A cura di Arturo Casalati
Alexandre Grothendietck era una delle menti matematiche più brillanti del Novecento. Da oltre vent’anni viveva isolato, nel segreto e nel silenzio, in un villaggio sperduto dei Monti Pirenei, sul versante francese.
È morto il 13 Novembre 2014, un giovedì mattina, all’età di 86 anni.
Per tutti i suoi colleghi era “il matematico eremita”, un genio della geometria algebrica, grande studioso dei legami tra numeri e filosofia.
Era stato un docente universitario di elevatissimo livello intellettuale.
Poi aveva abbandonato la comunità scientifica internazionale e la vita pubblica in totale dissidenza con le istituzioni delle quali, per forza di cose, si era trovato a far parte.
Alexandre Grothendietck era nato a Berlino nel 1928.
Suo padre, Alexander Shapiro, era un ebreo di origine russa. Ed era un fotografo, oltre che un militante anarchico.
La madre, Johanna Grothendietck, era nata in una famiglia protestante che, un secolo prima, si era trasferita dall’Olanda ad Amburgo, in Germania.
I due si erano conosciuti nel mondo dei movimenti anarchici tedeschi.
Per proteggere il loro figliolo, in una Germania che stava consegnandosi al nazismo, i genitori, non sposati, riuscirono a dargli il cognome tedesco della madre.
Grothendieck e i suoi genitori arrivarono in Francia, in fuga dal regime nazista, a metà degli anni Trenta.
Alexandre Grothendieck fu internato durante l’occupazione tedesca della Francia, dopo la sconfitta del 1940.
Il padre, successivamente, era morto nel campo di concentramento di Auschwitz, in Polonia.
Alla fine della Seconda guerra mondiale, Alexandre riuscì a diplomarsi e ad
entrare all’Università di Montpellier, in Francia.
Fu a Montpellier, infatti, che Grothendieck fece il suo primo exploit. In pochi mesi riuscì a risolvere i quattordici problemi matematici che gli erano stati assegnati come tesi di laurea da Laurent Schartz e Jean Dieudonné, due grandi matematici. Laurent e Dieudonné avevano assegnato quei problemi al loro “discepolo” pensando che potesse risolverli nell’arco di circa due anni.
Negli anni successivi, Grothendieck insegnò in un’Università brasiliana e poi in un’Università statunitense.
Quindi rientrò in Francia, accompagnato dalla reputazione di mente geniale, anche se atipica.
In Francia entrò a far parte dell’IHSS, l’Istituto degli alti studi scientifici.
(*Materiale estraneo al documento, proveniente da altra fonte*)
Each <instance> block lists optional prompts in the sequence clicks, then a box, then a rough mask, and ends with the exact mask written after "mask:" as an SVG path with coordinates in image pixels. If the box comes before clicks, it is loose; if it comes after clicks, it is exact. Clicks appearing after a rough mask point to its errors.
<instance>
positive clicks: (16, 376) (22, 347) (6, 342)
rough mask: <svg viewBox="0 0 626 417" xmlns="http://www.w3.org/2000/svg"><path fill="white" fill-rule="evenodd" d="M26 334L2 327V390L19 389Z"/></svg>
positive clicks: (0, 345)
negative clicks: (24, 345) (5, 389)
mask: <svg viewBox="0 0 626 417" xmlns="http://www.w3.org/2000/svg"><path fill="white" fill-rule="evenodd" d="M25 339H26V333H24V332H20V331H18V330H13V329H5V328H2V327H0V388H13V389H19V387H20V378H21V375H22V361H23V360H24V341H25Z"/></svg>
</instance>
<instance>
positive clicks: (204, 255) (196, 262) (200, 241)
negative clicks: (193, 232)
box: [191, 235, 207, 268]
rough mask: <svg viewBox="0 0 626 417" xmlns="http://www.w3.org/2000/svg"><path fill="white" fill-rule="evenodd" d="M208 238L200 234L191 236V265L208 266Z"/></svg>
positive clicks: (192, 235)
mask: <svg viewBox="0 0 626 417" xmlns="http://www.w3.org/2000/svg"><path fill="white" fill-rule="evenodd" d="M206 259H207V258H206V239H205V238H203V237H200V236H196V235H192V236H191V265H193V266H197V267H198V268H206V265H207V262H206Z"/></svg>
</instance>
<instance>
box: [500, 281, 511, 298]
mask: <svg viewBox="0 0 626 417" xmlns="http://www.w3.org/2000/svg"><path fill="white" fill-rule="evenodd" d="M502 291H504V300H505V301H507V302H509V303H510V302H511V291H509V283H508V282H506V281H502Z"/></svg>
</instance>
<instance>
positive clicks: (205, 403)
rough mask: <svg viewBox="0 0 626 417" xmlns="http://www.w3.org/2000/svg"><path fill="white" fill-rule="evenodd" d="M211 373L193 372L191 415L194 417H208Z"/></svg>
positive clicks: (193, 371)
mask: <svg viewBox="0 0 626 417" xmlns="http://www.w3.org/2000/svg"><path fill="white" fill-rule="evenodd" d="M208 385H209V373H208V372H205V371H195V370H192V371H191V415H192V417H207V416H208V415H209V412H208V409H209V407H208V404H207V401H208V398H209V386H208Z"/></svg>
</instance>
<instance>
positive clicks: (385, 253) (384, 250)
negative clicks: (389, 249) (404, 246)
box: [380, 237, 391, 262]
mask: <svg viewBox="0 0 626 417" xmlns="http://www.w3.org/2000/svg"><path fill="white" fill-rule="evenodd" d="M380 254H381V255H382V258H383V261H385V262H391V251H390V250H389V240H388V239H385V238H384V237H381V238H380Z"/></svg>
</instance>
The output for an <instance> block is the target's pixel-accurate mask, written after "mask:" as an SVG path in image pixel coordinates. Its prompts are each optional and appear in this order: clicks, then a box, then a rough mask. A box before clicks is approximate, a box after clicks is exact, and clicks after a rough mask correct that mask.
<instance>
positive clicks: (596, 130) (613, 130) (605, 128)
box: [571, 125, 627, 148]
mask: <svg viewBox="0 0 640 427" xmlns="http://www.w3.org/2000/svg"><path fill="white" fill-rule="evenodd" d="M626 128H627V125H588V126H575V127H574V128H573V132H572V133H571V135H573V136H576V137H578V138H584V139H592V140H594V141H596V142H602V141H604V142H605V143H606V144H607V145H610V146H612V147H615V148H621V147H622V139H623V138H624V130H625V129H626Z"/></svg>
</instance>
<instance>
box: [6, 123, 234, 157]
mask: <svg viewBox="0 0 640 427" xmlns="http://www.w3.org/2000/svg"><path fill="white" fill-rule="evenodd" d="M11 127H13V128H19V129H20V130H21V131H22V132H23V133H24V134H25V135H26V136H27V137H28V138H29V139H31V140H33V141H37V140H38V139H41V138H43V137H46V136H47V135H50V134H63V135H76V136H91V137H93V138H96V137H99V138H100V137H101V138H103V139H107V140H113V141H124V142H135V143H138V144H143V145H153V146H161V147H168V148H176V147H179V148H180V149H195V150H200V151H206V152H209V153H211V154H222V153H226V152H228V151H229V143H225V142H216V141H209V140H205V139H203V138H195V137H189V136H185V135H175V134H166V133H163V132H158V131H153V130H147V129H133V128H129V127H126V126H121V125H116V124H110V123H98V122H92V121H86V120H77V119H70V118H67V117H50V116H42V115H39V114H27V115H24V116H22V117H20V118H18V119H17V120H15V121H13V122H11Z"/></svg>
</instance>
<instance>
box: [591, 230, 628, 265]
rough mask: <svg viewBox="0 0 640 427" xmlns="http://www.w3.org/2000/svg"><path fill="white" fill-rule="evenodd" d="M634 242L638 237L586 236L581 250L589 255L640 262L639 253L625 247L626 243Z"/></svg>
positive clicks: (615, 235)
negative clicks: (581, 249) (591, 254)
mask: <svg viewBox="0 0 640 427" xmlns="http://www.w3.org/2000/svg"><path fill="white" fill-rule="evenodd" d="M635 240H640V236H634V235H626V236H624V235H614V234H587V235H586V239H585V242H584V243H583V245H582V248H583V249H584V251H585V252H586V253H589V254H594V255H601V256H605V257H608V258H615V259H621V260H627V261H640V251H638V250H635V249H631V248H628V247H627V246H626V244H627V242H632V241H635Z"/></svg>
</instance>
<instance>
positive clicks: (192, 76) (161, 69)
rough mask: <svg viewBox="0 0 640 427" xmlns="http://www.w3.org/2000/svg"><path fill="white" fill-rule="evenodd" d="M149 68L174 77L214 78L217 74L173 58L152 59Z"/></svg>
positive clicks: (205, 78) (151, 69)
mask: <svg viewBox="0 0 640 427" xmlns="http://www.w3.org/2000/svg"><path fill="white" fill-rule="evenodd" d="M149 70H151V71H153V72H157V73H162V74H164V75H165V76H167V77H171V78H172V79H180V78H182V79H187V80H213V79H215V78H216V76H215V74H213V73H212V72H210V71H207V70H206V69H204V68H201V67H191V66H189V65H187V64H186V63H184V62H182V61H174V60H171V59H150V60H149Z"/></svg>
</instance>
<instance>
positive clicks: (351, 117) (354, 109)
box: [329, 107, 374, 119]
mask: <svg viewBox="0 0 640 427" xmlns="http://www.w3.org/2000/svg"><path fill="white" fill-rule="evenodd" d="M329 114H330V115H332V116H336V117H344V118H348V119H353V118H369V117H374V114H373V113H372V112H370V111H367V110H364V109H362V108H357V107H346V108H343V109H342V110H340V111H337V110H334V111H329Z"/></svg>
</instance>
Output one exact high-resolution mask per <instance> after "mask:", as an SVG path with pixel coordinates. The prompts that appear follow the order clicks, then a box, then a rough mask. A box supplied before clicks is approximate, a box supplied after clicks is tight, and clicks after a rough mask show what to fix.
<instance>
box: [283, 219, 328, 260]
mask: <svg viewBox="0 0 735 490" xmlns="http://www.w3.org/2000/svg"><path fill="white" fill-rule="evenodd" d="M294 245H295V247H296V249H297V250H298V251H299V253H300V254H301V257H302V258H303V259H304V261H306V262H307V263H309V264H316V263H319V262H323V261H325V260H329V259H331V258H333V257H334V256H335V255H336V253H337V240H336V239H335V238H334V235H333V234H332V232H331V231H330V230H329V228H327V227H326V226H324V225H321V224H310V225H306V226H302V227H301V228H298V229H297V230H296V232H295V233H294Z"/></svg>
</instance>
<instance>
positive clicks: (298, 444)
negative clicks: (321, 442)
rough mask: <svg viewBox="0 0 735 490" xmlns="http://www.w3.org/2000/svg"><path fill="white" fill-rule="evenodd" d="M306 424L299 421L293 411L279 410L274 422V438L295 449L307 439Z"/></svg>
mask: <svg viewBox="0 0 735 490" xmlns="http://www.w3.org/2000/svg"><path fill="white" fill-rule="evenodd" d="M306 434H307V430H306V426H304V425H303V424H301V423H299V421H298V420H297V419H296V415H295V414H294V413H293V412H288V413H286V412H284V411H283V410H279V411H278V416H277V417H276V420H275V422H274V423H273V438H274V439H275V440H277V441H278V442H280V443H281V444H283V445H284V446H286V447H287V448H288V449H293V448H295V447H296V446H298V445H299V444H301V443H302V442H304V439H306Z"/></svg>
In quella sede Grothendieck divenne un illustre studioso di geometria algebrica. Realizzò studi scientifici e organizzò conferenze che rivoluzionarono il campo di quegli studi, facendo di lui una celebrità.
Nel 1966 gli venne attribuita, a Mosca, la Medaglia Fields, la massima onorificenza per i matematici. Grothendietck non ritirò il premio per protesta contro la politica di riarmo dei sovietici.
Negli anni Settanta arrivò la rottura tra lui e le istituzioni per le quali lavorava.
Essendo un pacifista convinto e un militante ecologista radicale, Grothendieck si rifiutò di continuare a lavorare per l’IHSS quando scoprì che l’Istituto era finanziato, in parte, dal Ministero della Difesa francese.
Nei primi anni Ottanta lavorò prima all’Università di Montpellier e poi al Centro Nazionale di Ricerca Scientifica francese.
Tuttavia, la sua insofferenza per le istituzioni e i metodi della comunità scientifica internazionale era ormai evidente.
Nel 1990 abbandonò la vita accademica e si rifugiò nel villaggio di Lasserre, sui Monti Pirenei. Un villaggio di poche case con meno di 200 abitanti.
A Lasserre, sotto falso nome e nell’isolamento più totale, continuò i suoi studi
sulla matematica, sulla geometria e sul loro valore filosofico.
Di lui resta una fama di mente geniale, alla perenne ricerca dell’assoluto, e un’eredità intellettuale che nel campo della matematica è giudicata inestimabile.
Di Grothendieck resta anche un “tesoro scientifico” nascosto, sul quale da decenni circolano voci non verificabili. Si tratta di migliaia di pagine di appunti e di calcoli, raccolte in cinque scatoloni, che l’autore affidò agli archivi dell’Università di Montpellier come un testamento, con la specifica disposizione di non renderli mai pubblici.
Nessuno saprà mai cosa c’è in quelle carte. E forse è giusto che sia così.